The good news is that several injured players are finally on the mend.
Joe Kelly (shoulder) and Jason Heyward (knee) are expected to be activated after the All-Star break. Tyler Glasnow (back) and Brusdar Graterol (shoulder) might not be far behind them. Betts (broken hand) and Yoshinobu Yamamoto (shoulder) are ramping up activity in their rehabs.
Clayton Kershaw could be back before the end of the month after impressing in a scoreless three-inning rehab outing with triple-A Oklahoma City on Saturday. He will make at least one minor-league start Friday.
The Dodgers took a 9-4 lead into the bottom of the ninth inning Saturday before Detroit tied the score to send the game into extra innings.
“If he looks as good as he did last night on Friday, I think anything should be on the table,” Roberts said of Kershaw’s potential timeline to return. “I’m definitely open to [him returning after] that.”
In the meantime, the Dodgers are still in survival mode, trying to scrabble together production on the mound and at the plate.
They still hit the All-Star break in good position overall.
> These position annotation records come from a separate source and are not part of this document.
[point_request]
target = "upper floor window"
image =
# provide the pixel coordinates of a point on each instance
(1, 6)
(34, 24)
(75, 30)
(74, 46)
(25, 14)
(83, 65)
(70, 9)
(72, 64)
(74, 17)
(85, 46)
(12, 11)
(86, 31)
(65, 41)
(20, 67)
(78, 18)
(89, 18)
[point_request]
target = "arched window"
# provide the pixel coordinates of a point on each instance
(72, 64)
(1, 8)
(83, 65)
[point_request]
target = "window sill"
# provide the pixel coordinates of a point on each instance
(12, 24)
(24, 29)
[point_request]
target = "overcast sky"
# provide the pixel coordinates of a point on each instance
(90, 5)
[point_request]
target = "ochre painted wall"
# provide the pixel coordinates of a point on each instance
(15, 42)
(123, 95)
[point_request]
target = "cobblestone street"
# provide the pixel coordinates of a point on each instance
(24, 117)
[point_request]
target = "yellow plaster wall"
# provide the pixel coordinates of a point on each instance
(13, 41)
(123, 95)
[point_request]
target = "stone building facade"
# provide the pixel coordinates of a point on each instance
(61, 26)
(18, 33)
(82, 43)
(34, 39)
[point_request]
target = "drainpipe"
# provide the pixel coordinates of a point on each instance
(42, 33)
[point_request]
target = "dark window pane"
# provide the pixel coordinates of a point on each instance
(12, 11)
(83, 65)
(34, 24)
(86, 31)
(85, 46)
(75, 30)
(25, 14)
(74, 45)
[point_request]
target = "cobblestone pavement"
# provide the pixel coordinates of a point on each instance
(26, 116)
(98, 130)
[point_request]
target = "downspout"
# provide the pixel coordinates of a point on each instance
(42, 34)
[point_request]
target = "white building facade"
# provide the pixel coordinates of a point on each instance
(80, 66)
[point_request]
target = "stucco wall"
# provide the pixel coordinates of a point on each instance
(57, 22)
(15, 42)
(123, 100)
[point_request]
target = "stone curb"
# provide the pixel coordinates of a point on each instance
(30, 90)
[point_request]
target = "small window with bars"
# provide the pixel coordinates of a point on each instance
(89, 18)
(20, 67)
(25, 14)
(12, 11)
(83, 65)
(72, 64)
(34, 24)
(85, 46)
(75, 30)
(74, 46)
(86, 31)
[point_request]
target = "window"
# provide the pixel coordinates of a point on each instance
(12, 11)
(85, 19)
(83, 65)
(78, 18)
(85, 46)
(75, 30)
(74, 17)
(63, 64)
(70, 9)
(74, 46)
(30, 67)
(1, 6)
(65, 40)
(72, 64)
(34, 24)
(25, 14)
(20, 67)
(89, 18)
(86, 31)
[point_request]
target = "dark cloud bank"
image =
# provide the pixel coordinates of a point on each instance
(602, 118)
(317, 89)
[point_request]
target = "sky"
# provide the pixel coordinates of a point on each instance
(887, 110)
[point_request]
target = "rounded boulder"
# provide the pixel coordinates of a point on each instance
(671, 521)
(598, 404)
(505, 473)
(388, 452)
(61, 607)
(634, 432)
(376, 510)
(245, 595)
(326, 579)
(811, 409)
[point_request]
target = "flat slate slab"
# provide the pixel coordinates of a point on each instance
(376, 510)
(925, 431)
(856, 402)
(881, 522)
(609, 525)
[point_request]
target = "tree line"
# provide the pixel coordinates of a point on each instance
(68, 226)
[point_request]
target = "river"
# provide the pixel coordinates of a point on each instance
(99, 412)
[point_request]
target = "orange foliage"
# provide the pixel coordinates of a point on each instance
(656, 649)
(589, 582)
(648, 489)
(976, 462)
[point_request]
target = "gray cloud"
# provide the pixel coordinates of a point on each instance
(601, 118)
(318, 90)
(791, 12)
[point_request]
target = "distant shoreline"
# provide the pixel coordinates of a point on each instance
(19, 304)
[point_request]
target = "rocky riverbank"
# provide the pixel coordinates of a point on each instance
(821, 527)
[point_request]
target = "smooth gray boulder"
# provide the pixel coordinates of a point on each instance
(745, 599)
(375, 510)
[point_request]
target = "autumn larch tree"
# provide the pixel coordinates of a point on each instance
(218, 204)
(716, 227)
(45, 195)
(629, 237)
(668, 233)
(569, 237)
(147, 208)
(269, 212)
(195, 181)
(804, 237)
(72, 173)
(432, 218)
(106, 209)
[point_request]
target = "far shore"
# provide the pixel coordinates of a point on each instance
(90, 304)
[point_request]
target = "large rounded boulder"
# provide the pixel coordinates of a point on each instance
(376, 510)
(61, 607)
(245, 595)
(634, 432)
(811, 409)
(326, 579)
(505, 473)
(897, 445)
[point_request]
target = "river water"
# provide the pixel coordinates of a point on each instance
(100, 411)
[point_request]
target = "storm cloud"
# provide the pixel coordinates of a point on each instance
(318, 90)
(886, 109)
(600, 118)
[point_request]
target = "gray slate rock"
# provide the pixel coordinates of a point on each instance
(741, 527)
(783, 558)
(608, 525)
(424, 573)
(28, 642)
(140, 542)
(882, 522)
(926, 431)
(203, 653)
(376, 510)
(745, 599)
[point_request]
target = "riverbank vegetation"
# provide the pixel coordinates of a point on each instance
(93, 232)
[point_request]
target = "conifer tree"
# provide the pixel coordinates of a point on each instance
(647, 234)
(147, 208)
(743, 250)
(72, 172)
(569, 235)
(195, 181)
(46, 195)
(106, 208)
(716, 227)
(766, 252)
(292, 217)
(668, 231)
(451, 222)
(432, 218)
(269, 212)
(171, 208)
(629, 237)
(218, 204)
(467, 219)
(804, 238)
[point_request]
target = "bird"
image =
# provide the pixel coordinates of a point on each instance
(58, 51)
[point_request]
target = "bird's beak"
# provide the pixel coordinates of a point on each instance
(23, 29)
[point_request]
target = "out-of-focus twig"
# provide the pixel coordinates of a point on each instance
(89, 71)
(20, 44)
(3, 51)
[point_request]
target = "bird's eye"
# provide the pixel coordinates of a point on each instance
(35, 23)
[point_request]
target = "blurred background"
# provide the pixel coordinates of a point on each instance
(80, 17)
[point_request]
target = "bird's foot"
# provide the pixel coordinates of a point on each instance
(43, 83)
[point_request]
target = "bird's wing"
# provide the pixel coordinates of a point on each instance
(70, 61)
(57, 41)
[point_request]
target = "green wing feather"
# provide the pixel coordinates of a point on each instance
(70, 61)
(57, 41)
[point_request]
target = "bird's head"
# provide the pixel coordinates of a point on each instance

For most other teams, these would be champagne problems.
But the Dodgers, as they always have under Roberts and president of baseball operations Andrew Friedman, are graded on a stricter curve.
Instead of celebrating their 56-40 record, they are entering the All-Star break weary and exhausted, in the ominous position of simply trying to weather a storm.
“That was not the way we wanted it to end [the first half],” first baseman Freddie Freeman said. “I guess the break came at a good time.”